In summary, this doctoral dissertation introduces a privacy-aware algorithm that is applicable in digital contact-tracing scenarios and conducts empirical and theoretical studies to evaluate privacy-utility/accuracy trade-offs.

Viktoriia Shubina conducted her research between 2019–2023 under A-WEAR project (A network for dynamic wearable applications with privacy constraints), a Marie Sklodowska-Curie European Joint Doctorate/Innovative Training Network, at Tampere University, Finland and University Politehnica of Bucharest, Romania. A-WEAR received funding through the Horizon 2020 Research and Innovation Programme under the Grant Agreement no. 813278.

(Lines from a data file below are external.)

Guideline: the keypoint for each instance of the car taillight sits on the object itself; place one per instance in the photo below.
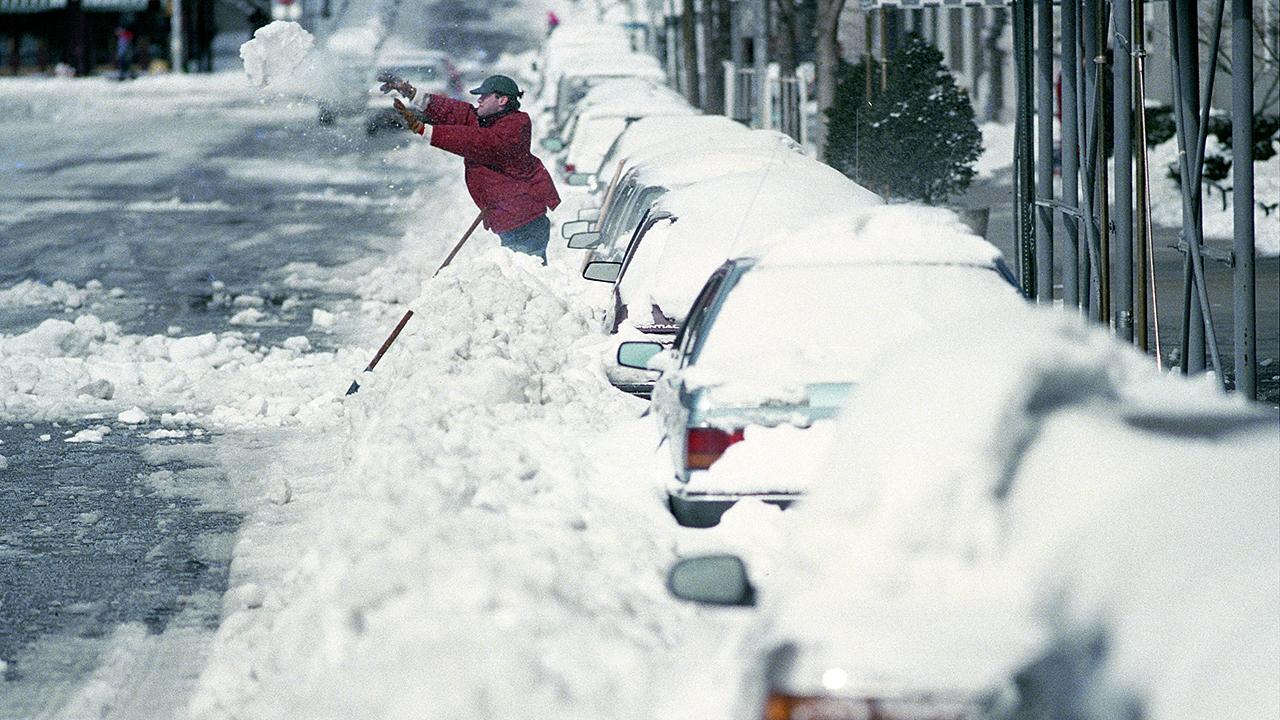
(704, 446)
(782, 706)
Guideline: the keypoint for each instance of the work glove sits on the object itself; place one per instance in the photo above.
(392, 81)
(412, 118)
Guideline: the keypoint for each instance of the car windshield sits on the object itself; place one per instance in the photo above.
(814, 324)
(416, 72)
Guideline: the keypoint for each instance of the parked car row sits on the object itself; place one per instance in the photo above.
(995, 511)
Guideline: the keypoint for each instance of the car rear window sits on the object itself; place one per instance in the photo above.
(812, 324)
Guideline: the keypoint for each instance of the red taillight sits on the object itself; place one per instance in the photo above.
(704, 446)
(782, 706)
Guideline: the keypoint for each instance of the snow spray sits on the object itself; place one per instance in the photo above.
(275, 51)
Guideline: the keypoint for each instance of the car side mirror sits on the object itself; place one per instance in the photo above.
(638, 354)
(574, 227)
(602, 270)
(712, 579)
(584, 240)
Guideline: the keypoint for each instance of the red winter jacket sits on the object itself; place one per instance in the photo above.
(503, 177)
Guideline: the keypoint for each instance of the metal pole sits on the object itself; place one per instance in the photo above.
(1088, 192)
(1242, 196)
(1121, 104)
(1070, 154)
(177, 39)
(735, 32)
(1192, 160)
(1142, 188)
(1045, 150)
(1025, 155)
(1185, 62)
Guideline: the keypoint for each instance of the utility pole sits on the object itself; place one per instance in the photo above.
(1045, 150)
(1070, 155)
(1121, 114)
(177, 37)
(760, 63)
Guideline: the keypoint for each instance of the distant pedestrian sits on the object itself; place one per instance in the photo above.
(506, 181)
(124, 53)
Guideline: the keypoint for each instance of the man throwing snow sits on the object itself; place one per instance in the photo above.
(507, 182)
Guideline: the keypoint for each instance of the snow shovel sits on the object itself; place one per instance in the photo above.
(400, 326)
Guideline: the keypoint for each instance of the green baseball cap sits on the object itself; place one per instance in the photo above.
(502, 85)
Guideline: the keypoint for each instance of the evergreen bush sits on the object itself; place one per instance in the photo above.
(914, 139)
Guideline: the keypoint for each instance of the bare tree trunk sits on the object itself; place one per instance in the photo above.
(689, 46)
(996, 65)
(785, 39)
(826, 59)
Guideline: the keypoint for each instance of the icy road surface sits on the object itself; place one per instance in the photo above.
(196, 523)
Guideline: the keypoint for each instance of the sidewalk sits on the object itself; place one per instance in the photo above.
(999, 195)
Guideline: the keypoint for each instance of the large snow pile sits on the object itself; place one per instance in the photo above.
(475, 557)
(275, 51)
(1109, 533)
(1166, 197)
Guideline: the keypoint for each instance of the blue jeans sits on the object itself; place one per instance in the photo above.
(529, 238)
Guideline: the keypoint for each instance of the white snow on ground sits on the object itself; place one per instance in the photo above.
(32, 294)
(955, 537)
(1166, 200)
(476, 532)
(997, 149)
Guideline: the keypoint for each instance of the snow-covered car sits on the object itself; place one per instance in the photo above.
(594, 124)
(672, 165)
(691, 231)
(657, 131)
(584, 72)
(344, 92)
(428, 71)
(773, 347)
(1015, 520)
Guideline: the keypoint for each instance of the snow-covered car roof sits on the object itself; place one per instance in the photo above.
(677, 168)
(728, 217)
(640, 103)
(662, 130)
(577, 32)
(1041, 487)
(890, 233)
(769, 141)
(621, 89)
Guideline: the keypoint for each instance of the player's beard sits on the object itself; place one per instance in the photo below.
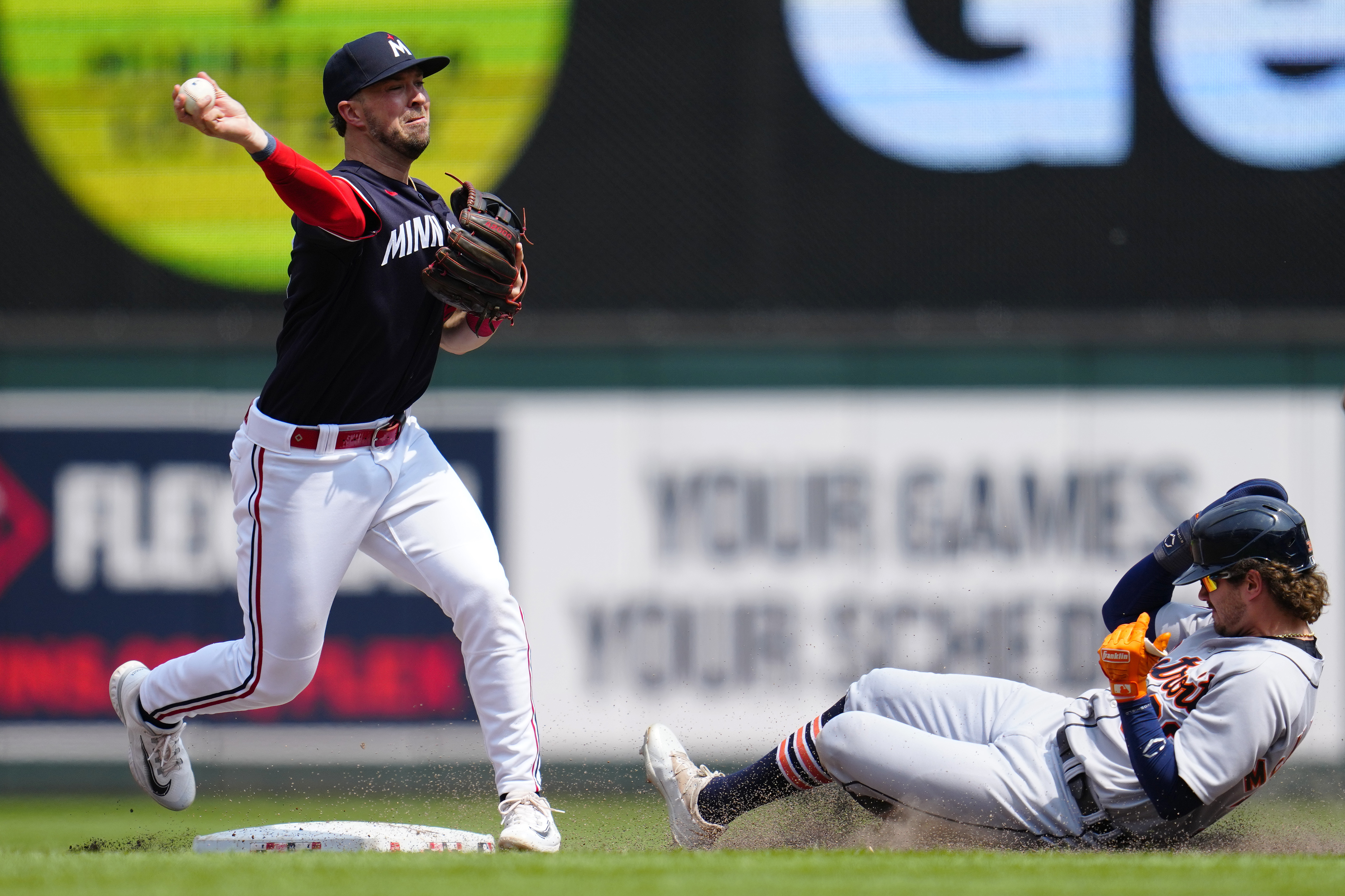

Public defence on Wednesday 13 December

The doctoral dissertation of MSc. Viktoriia Shubina in the field of wireless technologies titled Privacy-aware BLE Proximity Detection through Optimizing Trade-offs will be publicly examined at the Faculty of Information Technology and Communication Sciences of Tampere University in room TB109 in the Tietotalo building (address: Korkeakoulunkatu 1, Tampere) at 12:00 on Wednesday 13 December 2023.

The opponent will be Associate Professor Andrei Arusoaie from Alexandru Ioan Cuza University of Iasi, Romania. The Custos will be Professor Simona Lohan from Tampere University. The work has been co-supervised by Professor Dragoș Niculescu from University ‘Politehnica’ of Bucharest and Dr. Aleksandr Ometov from Tampere University.

The doctoral dissertation is available online.